What Happens When a Caseload Walks Out
- Cindy Pilcher, MS, LPC, NCC
- Sep 9
- 3 min read

Two real-world shocks, the receipts, and why guardrails aren’t about control—they’re about continuity.
Non-competes get a bad rap. People hear the term and think “control.” From a small practice owner’s seat, they’re more like seatbelts: not the star of the show, but very helpful when there’s a sudden stop. This isn’t about limiting careers—it’s about survival, stability, and fairness so clients keep getting care.
A Quick Reality Check (From My Practice)
Twice, I invested months in credentialing, training, and building a panel with a clinician—only to watch them use that foundation to open their own practice nearby within weeks. No names; details anonymized.
The rhythm was the same:
Friday: resignation.
Weekend: quiet outreach starts.
Monday: cancellations spike, phones light up, admin scrambles, clients are confused.
I don’t fault anyone for wanting independence. But when an active panel is pulled overnight, it’s not “business as usual.” It’s a shockwave.
Protecting the Investment
A full caseload doesn’t happen by magic. Before a counselor ever sees a client, a practice has already poured time and money into:
Recruiting and interviewing
Credentialing and payer enrollment (months of paperwork)
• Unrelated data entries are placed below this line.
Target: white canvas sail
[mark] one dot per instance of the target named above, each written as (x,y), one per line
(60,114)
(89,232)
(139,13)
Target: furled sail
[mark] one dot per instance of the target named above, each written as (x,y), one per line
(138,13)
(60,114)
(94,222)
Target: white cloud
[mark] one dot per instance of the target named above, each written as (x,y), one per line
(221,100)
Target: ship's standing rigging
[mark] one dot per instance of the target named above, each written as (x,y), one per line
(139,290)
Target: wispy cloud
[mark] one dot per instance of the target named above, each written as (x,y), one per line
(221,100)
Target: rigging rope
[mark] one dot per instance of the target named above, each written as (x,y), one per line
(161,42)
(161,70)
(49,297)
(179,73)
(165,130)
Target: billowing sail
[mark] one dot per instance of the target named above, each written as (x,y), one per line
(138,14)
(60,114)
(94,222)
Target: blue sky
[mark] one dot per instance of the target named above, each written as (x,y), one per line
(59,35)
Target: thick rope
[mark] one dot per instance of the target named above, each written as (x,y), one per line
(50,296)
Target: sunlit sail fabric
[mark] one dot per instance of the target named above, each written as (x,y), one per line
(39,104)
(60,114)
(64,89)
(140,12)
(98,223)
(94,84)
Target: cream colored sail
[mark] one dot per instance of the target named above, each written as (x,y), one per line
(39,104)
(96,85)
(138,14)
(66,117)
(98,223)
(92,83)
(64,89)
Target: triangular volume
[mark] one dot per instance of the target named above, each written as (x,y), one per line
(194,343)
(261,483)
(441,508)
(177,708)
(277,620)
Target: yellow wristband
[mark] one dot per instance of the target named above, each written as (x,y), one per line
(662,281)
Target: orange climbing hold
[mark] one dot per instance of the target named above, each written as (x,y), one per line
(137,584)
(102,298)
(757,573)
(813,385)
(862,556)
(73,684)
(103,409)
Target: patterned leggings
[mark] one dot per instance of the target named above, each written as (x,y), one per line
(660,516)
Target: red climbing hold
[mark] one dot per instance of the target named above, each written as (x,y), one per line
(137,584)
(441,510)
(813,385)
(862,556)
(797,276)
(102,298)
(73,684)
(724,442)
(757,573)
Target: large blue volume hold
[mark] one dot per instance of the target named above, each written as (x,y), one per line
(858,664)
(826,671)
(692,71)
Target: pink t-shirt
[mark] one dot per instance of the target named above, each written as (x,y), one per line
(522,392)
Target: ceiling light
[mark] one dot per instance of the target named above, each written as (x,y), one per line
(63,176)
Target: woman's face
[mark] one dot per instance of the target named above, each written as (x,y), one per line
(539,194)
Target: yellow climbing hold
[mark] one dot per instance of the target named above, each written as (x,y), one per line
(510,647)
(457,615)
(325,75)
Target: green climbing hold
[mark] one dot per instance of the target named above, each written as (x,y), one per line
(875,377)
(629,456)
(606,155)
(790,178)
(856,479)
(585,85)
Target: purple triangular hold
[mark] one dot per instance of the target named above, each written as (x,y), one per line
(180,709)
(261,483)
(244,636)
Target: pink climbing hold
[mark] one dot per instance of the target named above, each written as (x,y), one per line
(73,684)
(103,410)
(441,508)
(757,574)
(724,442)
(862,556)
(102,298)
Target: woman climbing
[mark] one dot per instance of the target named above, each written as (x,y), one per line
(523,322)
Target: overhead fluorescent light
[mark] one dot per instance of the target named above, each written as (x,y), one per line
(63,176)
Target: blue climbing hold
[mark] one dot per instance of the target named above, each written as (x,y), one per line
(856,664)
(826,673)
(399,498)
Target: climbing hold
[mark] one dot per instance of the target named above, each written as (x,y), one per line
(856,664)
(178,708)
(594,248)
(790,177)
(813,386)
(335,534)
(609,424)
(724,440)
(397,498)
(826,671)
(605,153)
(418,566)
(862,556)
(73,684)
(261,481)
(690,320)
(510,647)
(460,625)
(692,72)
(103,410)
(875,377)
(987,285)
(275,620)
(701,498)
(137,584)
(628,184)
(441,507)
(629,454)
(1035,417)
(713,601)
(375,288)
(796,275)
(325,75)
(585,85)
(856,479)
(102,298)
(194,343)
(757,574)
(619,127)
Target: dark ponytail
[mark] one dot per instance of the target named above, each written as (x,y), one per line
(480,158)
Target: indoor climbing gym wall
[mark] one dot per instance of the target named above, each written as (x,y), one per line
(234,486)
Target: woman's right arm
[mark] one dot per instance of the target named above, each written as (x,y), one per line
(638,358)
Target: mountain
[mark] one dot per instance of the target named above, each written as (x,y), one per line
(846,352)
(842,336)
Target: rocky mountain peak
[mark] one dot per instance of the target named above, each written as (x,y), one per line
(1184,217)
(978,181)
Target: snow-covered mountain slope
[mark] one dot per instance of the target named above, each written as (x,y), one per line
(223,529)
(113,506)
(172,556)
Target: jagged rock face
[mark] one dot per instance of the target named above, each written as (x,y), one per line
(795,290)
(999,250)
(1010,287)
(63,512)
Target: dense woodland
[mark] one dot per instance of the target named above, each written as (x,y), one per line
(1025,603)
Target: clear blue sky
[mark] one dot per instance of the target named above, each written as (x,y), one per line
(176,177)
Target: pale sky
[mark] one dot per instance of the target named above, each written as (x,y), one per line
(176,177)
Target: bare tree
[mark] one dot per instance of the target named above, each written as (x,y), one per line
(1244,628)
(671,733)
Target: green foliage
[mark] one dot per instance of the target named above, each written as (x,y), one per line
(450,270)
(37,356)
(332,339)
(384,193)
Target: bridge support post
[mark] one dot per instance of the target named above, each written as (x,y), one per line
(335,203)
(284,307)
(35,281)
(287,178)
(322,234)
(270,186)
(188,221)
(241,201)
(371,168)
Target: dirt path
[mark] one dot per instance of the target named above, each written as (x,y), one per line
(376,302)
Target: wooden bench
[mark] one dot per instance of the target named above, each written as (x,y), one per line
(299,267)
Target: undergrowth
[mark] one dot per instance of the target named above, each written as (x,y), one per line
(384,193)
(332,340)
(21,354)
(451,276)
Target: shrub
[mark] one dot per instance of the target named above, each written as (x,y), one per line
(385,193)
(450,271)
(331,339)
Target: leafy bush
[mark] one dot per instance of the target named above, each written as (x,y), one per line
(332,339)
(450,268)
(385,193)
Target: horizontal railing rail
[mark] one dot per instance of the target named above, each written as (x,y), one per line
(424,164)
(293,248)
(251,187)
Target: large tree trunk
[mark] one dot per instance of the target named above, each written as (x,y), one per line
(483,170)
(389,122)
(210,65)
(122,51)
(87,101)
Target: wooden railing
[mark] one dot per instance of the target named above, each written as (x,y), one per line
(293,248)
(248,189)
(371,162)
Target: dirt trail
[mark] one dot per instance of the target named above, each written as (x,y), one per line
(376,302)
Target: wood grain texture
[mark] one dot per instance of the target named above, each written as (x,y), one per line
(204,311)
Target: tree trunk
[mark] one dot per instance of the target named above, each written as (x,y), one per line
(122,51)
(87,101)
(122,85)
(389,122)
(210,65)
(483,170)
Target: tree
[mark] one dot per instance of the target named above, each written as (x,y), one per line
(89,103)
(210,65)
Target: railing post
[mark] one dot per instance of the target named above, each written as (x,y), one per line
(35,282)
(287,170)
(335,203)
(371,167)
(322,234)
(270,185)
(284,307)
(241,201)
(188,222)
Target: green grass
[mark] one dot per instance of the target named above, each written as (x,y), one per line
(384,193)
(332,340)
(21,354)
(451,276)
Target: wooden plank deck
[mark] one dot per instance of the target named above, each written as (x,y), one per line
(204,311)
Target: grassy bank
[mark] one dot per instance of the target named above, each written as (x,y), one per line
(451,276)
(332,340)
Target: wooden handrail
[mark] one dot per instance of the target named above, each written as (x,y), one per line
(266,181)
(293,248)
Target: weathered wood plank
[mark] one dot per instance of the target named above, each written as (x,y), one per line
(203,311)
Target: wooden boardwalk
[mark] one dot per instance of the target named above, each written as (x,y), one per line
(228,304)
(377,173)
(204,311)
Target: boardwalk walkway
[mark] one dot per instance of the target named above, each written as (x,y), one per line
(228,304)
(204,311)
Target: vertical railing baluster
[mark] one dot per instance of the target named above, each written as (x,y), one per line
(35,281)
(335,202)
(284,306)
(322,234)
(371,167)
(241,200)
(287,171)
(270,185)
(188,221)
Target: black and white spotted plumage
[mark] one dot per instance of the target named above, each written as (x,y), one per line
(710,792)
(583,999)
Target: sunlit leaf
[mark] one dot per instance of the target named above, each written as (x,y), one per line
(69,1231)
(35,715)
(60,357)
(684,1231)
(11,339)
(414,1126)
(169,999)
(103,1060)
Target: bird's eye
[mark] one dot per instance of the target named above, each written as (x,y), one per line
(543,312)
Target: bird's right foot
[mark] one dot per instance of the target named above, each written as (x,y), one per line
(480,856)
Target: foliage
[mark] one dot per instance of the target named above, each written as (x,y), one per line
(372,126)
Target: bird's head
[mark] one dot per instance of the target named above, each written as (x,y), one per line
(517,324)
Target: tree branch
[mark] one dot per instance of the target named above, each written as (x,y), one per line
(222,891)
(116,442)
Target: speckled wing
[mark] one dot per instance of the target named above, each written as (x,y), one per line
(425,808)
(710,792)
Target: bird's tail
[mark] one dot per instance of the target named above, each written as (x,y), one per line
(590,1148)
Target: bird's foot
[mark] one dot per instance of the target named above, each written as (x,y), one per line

Onboarding, supervision, quality assurance
EHR setup, billing infrastructure, compliance training
Marketing, website, and referral relationships
Translation: real dollars long before the first paycheck. Without any guardrails, someone can leave on Friday and, by Monday, actively pull the clients those investments helped create—leaving the practice with the bill and no revenue to cover it.
Balancing People and Practice
Clients deserve consistent care. Clinicians deserve mobility. And the practice still has to keep the lights on.
Suppose a counselor departs, and half their panel follows immediately. In that case, the revenue dip is instant, but fixed costs are not: payroll, rent, insurance, EHR, taxes, benefits, supervision—none of that shrinks because the calendar did. A short, reasonable restriction buys time to reassign clients, communicate clearly, and keep the operation steady.
Quick math: 20 sessions/week × $85 collected = $1,700/week. Lose half for ~8 weeks and that’s $6,800 gone—fast. I’ve lived this twice—with much higher numbers. Do the math.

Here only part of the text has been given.